Honestly, with so many years of marriage communication (and often the lack of communication), I wonder what things I *should* speak about, and what things I should keep to myself.  I probably still have many "believe this" beliefs that were given to me from my rabbi and my yeshiva that I have not thought about lately, if ever.  I probably am following many rules without even thinking of them as to why they are there and whether they are right or wrong.

I guess the lesson I wanted to convey is that I never meant to hurt my wife, but not speaking about something because you were told it is inappropriate or not tznius is not a reason not to speak about it.  In every circumstance, I need to ask myself, "is this something that my wife would want to know about," and if yes, she deserves the truth over and over.


UNTOLD STORY: There is so much more to this story -- secrets I thought she was keeping FROM ME which have been causing me to mistrust her all these years... I feel like such an idiot that I have had the opportunity to ask her so many questions since this fight happened (we have established a new understanding of each other as a result of this fight, and hopefully we are building each other's trust). To my confusion, those so-called "secrets" I have been harping on all these years are turning out to be me projecting my own secrets onto her past, the stories of which FOR HER never happened.

As a result, now I am seeing my wife as a woman who is a different person from the woman I thought I was married to for the past 15 years.  She is a different person simply because the stories I thought were there [that I suspected were hidden from me] never happened.  This changes things, and it changes her.  It also explains so much that has confused me all these years.  

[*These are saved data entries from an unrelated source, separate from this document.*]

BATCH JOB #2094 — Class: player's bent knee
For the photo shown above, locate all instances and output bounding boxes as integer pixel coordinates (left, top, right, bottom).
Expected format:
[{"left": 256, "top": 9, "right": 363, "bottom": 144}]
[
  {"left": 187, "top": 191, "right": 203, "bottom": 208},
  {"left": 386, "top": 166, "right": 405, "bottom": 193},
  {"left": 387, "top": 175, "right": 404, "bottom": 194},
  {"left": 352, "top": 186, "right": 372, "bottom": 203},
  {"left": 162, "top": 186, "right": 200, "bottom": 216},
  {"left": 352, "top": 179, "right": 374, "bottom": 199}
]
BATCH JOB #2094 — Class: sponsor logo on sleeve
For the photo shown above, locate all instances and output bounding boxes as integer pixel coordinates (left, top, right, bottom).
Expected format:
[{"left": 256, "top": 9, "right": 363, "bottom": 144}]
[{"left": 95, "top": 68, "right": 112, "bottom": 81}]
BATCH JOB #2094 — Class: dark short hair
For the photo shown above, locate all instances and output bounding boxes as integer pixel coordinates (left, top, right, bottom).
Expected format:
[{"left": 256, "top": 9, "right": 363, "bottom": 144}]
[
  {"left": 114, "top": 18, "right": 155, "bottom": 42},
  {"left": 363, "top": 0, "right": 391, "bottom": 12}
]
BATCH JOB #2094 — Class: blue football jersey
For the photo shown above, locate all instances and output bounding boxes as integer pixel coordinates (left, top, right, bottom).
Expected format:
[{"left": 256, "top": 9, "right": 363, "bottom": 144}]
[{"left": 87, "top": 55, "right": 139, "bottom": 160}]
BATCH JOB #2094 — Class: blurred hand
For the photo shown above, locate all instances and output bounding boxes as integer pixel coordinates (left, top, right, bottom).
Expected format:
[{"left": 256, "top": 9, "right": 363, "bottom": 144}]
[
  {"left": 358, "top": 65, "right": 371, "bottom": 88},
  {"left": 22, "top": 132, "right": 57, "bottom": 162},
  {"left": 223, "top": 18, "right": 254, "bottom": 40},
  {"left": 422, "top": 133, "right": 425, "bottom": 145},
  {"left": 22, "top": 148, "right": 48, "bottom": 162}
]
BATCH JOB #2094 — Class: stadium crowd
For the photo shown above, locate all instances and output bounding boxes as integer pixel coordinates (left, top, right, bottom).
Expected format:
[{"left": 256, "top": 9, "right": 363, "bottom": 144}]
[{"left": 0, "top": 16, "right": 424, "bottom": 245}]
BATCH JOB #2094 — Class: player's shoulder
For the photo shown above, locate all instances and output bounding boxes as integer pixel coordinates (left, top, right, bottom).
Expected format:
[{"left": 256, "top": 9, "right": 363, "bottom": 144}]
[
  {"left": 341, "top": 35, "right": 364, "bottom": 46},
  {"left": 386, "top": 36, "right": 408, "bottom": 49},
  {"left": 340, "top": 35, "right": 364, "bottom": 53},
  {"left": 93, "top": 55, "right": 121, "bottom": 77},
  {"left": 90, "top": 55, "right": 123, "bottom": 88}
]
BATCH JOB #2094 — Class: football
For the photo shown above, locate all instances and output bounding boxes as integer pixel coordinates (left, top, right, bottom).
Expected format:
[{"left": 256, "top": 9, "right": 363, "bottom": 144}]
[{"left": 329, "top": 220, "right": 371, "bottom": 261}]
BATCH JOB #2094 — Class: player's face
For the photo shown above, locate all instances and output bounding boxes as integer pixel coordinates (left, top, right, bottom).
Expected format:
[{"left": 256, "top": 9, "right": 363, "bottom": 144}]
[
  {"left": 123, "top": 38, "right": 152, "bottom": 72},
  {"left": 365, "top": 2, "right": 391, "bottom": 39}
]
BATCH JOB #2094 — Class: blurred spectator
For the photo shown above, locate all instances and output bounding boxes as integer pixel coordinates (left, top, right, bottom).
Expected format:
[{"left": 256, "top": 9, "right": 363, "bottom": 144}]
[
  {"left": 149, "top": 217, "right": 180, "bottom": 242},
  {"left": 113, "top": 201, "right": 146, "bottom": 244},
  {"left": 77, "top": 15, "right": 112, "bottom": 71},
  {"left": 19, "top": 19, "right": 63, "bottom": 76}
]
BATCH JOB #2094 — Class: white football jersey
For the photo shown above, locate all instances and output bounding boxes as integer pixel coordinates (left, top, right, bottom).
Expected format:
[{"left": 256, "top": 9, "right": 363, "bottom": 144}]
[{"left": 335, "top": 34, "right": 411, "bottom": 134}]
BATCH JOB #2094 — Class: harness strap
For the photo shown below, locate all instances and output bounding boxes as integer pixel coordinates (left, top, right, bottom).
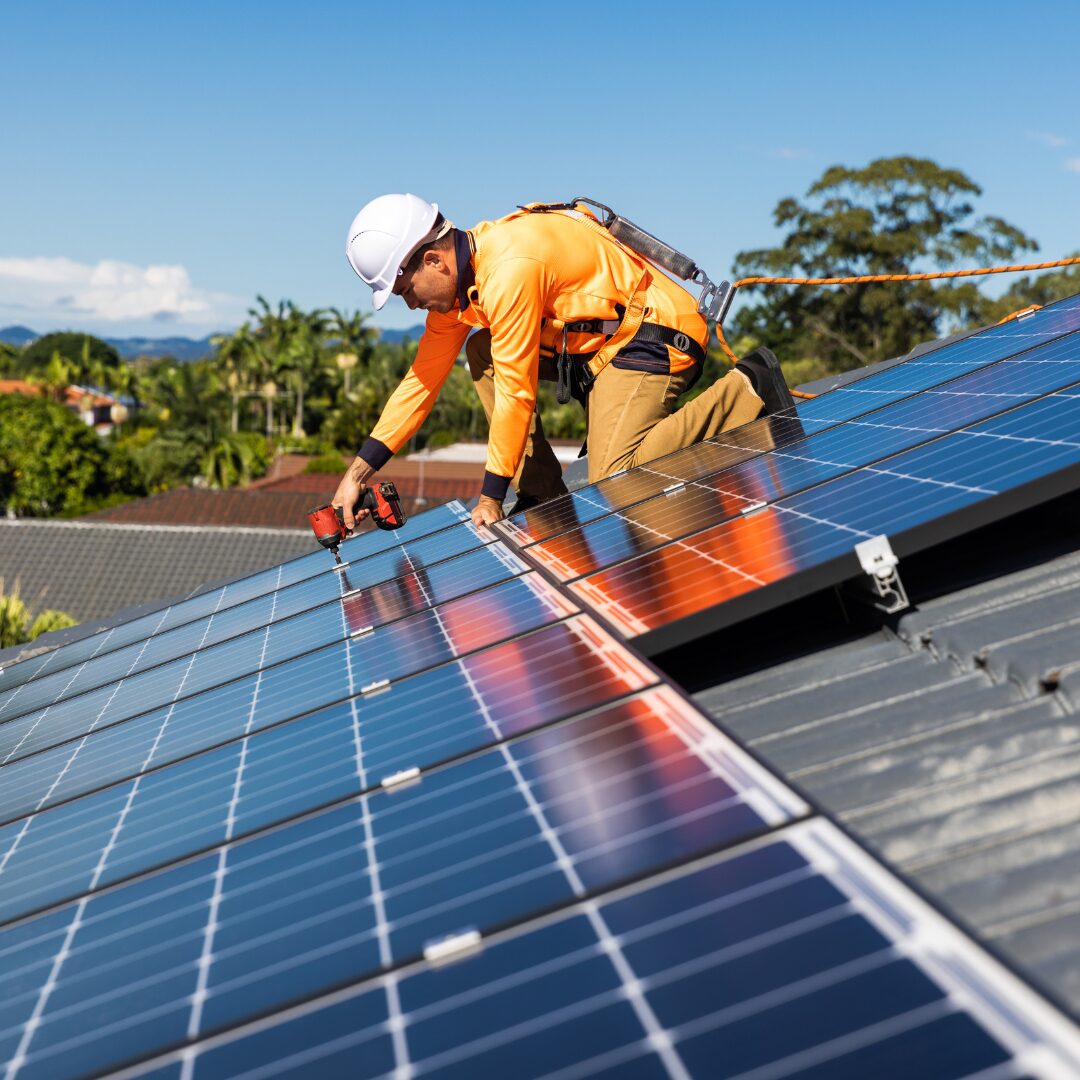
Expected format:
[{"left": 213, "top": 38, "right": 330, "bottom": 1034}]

MY CONFUSION: For her privacy, I will abstain from going into those details, but I am feeling a cascade of changes in my understanding of arguments I have had with her.  Can a person just be a kind person who in her youth liked to party with her friends, work hard in school, and never fraternize with boys as boys fraternize with girls (touch, seduction, hookups) and keep from getting into relationships prior to marriage?  Are there such people in the world who are able to maintain their innocence in such a horrible morally corrupted world?  I am having such a hard time rethinking all of this.

*NOTE: The last time I wrote in this blog was 2017.  Now it is 2021, and I still do not check e-mails.  I might not see your message, but I still appreciate your feedback.